ANDRÄ RUPPRECHTER: Ziel ist es, die Lebens- und Wirtschaftsbedingungen im ländlichen Raum zu verbessern und die regionsübergreifende Zusammenarbeit zu fördern. Wir unterstützen damit kulturell und wirtschaftlich lebendige Dörfer mit einer hohen Lebensqualität. Fast jeder kennt ja aus seinem Umfeld ein Projektbeispiel – von der Dorferneuerung über auch touristisch attraktive Kultur-Veranstaltungen bis hin zu Naturerlebnisangeboten für die ganze Familie. LEADER berücksichtigt, dass verschiedene Regionen individuelle Stärken und Schwächen haben, die sie selbst am besten erkennen und analysieren können. Das Programm hilft dabei, passende Entwicklungsstrategien zu erarbeiten und umzusetzen. Dabei werden vorhandene Strukturen genutzt.

Und die lokale Bevölkerung ist eingebunden?
Ja. Denn LEADER gibt eben keine konkreten Projekte vor, sondern lässt die einzelnen Regionen selbst über die entsprechenden Maßnahmen entscheiden. Weil jede Region selbst am besten weiß, was sie für am besten ist.

Die Gesamtdotierung beträgt knapp 250 Millionen Euro. Wird das reichen?
Über LEADER wurden in der vergangenen Periode auch Projekte unterstützt, die nicht unmittelbar mit innovativer Regionalentwicklung verbunden waren – zum Beispiel Biomasse-Heizwerke. Im neuen Programm für ländliche Entwicklung bis 2020 ist LEADER als eigene Maßnahme verankert und dadurch besser abgegrenzt. Allein für diese speziellen LEADER-Projekte stehen insgesamt fünf Prozent der Mittel des Europäischen Landwirtschaftsfonds für die Entwicklung des ländlichen Raums zur Verfügung. Das sorgt für kräftige Impulse in unseren Regionen.
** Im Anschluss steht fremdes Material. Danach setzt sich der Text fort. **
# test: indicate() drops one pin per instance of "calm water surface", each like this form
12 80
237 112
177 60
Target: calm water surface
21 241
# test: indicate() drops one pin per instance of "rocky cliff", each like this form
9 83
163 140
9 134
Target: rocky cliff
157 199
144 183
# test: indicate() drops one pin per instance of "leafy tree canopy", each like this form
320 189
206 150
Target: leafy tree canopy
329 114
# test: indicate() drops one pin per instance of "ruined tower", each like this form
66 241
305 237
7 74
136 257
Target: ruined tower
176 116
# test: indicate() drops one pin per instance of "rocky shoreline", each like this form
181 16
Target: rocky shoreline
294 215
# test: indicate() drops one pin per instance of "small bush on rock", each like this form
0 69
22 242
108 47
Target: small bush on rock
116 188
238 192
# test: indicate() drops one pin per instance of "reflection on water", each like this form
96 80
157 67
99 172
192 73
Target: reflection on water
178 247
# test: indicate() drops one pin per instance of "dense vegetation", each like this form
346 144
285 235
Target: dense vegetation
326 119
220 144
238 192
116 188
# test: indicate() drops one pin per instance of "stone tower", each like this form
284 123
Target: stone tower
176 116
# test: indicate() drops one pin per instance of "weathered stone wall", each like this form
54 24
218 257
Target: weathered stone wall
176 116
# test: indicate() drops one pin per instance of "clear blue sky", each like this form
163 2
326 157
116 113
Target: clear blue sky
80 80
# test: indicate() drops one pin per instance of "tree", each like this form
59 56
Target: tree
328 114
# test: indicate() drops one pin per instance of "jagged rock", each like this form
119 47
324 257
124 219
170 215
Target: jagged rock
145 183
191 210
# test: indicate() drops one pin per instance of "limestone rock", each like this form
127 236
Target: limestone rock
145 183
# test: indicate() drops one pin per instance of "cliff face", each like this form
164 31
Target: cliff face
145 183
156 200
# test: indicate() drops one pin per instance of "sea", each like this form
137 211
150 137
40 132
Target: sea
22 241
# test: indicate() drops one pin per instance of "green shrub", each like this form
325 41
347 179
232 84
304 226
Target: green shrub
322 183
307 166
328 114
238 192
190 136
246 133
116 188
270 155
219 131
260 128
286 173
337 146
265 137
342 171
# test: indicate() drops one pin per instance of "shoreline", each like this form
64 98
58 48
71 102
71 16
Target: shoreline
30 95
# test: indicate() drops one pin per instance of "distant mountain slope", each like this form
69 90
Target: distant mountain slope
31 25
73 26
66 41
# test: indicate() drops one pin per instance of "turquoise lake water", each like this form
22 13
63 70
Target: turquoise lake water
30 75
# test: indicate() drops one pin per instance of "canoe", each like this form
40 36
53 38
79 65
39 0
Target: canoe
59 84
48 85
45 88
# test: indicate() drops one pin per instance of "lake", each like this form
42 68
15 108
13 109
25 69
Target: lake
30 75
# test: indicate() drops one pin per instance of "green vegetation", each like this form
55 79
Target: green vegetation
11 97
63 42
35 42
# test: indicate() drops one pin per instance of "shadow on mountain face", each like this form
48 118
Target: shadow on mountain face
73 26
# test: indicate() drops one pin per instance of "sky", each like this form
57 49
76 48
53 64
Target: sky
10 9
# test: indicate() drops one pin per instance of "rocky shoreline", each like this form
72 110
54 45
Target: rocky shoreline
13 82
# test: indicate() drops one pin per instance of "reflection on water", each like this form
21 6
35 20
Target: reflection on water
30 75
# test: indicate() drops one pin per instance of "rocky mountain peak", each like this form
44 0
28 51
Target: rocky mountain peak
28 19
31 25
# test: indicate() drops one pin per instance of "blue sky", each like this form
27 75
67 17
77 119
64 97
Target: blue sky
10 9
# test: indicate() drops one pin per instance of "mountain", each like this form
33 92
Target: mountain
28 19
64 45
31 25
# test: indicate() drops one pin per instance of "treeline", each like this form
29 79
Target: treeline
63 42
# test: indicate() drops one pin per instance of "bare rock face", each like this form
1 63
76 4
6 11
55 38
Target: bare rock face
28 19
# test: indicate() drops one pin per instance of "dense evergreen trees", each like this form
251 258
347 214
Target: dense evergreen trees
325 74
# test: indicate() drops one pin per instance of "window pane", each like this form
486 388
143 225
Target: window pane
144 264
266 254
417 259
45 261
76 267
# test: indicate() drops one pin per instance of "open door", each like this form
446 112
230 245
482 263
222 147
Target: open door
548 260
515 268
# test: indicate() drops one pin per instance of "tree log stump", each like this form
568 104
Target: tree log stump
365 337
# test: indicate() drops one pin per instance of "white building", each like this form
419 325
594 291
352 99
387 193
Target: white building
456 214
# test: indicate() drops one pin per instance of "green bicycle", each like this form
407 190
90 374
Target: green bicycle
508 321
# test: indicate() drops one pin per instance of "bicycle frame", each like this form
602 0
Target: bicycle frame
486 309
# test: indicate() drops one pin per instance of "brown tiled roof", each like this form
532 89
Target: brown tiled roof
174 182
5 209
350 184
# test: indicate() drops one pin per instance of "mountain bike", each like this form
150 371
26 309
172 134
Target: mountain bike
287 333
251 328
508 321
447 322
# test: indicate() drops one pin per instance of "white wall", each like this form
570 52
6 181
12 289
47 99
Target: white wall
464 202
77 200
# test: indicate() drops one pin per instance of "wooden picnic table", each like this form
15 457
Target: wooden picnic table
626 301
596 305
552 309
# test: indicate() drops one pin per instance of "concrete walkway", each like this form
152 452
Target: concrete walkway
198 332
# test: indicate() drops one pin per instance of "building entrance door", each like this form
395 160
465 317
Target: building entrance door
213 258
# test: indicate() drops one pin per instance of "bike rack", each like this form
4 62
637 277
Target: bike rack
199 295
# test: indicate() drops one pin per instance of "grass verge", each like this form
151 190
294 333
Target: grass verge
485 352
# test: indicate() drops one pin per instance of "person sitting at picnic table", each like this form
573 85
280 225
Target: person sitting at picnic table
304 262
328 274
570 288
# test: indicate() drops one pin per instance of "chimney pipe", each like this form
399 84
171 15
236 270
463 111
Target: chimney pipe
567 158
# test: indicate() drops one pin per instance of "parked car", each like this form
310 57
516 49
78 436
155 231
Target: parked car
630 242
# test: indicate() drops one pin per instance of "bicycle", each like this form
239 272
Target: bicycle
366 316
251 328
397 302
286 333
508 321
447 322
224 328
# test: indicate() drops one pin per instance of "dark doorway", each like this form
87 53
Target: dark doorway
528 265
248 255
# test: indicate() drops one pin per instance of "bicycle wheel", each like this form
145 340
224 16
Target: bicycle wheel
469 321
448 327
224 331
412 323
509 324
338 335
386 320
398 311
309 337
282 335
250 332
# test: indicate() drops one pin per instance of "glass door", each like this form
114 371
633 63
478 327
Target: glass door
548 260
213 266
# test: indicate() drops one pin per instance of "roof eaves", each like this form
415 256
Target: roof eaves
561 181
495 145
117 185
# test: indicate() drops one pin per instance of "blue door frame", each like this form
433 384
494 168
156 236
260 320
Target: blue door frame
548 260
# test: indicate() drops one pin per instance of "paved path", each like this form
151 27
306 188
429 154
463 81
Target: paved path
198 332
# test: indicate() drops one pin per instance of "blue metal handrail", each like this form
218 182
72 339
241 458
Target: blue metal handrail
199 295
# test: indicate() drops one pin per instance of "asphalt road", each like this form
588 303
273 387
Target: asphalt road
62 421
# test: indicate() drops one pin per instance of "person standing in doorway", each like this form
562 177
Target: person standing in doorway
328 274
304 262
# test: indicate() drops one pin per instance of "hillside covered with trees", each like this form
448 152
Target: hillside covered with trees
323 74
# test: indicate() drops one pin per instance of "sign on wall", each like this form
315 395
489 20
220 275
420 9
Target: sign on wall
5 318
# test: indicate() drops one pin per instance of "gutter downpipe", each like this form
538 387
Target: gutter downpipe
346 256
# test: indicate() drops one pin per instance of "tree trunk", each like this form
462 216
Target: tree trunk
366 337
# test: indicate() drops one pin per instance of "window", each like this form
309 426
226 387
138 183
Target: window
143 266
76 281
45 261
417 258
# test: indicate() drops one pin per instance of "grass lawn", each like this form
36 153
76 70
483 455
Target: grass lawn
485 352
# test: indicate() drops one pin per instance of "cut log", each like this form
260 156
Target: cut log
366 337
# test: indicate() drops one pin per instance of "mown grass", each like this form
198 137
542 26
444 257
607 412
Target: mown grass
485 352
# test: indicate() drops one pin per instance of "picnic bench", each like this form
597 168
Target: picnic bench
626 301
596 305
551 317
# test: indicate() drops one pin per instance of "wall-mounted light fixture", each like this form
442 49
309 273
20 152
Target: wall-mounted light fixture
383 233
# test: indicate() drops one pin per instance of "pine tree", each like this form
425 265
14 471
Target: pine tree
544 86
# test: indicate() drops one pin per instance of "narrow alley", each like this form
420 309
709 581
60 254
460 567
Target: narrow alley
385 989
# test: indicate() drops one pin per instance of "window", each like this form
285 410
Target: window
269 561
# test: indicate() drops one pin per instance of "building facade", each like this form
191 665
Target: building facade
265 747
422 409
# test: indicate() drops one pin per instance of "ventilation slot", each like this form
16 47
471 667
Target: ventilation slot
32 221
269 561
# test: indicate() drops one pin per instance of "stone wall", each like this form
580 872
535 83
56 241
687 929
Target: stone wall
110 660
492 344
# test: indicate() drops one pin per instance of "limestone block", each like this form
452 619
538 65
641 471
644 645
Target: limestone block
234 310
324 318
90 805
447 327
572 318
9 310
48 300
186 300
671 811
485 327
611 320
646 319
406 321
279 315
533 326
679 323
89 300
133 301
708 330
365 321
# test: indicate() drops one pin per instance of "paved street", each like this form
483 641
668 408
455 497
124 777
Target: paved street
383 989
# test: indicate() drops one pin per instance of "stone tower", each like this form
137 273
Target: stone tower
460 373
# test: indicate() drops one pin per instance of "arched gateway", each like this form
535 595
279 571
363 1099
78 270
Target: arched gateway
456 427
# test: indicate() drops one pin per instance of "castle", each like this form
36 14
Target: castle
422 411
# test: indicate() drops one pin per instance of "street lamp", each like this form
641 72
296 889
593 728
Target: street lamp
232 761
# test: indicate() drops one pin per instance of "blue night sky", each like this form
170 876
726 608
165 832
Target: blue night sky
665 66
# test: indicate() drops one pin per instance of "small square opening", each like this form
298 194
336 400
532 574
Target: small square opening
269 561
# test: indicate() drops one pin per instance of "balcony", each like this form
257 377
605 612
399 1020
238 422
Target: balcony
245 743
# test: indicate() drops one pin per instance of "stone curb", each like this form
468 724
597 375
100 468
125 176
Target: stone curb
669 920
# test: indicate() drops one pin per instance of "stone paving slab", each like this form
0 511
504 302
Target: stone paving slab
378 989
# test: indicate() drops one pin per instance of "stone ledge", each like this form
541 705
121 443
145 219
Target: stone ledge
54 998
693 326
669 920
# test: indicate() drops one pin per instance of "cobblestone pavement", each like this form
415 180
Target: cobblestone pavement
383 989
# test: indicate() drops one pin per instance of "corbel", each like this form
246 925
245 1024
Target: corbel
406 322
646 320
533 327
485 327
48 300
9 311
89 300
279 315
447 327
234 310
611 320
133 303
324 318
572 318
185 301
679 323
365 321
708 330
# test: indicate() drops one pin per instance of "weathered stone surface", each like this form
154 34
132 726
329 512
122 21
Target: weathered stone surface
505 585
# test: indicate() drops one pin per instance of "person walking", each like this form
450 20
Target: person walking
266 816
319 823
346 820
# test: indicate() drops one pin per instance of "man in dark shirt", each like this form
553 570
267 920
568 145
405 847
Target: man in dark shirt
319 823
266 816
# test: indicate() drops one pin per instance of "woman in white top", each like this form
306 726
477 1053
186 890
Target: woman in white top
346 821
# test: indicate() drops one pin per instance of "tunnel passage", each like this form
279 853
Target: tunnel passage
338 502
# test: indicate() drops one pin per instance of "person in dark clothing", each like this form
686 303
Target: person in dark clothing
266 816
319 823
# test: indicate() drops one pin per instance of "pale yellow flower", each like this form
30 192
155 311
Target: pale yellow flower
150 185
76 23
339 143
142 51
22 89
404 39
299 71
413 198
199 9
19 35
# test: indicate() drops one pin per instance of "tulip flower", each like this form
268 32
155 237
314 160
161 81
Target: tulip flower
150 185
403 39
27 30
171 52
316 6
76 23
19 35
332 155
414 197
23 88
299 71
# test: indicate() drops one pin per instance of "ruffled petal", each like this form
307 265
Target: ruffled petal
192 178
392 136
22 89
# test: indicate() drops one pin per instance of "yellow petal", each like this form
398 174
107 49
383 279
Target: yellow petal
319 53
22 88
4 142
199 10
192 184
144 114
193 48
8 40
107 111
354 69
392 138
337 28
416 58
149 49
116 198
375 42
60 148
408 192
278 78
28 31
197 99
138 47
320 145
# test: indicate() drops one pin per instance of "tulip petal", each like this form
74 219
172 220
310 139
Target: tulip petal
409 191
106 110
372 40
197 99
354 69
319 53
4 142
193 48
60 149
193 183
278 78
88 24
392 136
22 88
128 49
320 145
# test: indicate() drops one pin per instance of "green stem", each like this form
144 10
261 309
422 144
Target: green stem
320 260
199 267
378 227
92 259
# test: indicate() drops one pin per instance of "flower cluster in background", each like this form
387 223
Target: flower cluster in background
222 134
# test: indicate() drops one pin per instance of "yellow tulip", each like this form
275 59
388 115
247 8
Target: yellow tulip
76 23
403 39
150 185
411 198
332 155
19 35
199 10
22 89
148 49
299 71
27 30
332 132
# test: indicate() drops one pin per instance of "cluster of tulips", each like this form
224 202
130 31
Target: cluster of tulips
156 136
Wie viele Regionen können jetzt um Gelder ansuchen?
Das neue Auswahlverfahren wurde in zwei Phasen geteilt. Das gibt den Regionen die Möglichkeit, Feedback zu berücksichtigen und ihre Entwicklungsstrategien schon im Vorfeld zu verbessern. So konnten wir die Qualität der Strategien wesentlich steigern. Alle finalen Einreichungen waren weit über der erforderlichen Mindestpunktezahl. Damit gibt es für insgesamt 77 Regionen die Chance, ihre Projekte mit Hilfe von LEADER umzusetzen. Und für uns alle die Gewissheit, dass unsere ländlichen Regionen auch in Zukunft ihr volles Potenzial entfalten können.

Was muss man als LEADER-Region können, damit man Fördergelder bekommt?
Wichtig ist: Das neue Programm für ländliche Entwicklung legt großen Wert auf professionelles Management. Damit die lokalen Aktionsgruppen ihre Entwicklungsstrategien umsetzen können, sind ein gewissenhaftes Monitoring und eine ausführliche Evaluierung notwendig. Viele Regionen haben bereits Erfahrung mit LEADER und wurden in der Vergangenheit erfolgreich gefördert. Sie verfügen also bereits über das notwendige Know-how.

Ein Problem vieler ländlicher Regionen ist die Landflucht. Kann man die mit solchen Programmen aufhalten?
Landflucht ist ein globaler Entwicklungstrend, der viele Ursachen hat. Um erfolgreich gegenzusteuern, braucht es ein breit gefächertes Bündel an Maßnahmen, das weit über die ländliche Entwicklung hinausgeht. LEADER kann jedenfalls einen wichtigen Beitrag leisten, indem es die Lebensqualität und Wirtschaftsbedingungen in den ländlichen Regionen stärkt. Aus einem echten Zukunftsraum Land will dann niemand wegziehen.


Das LEADER Programm fördert die ländliche Entwicklung. (Foto: Günther Reichel)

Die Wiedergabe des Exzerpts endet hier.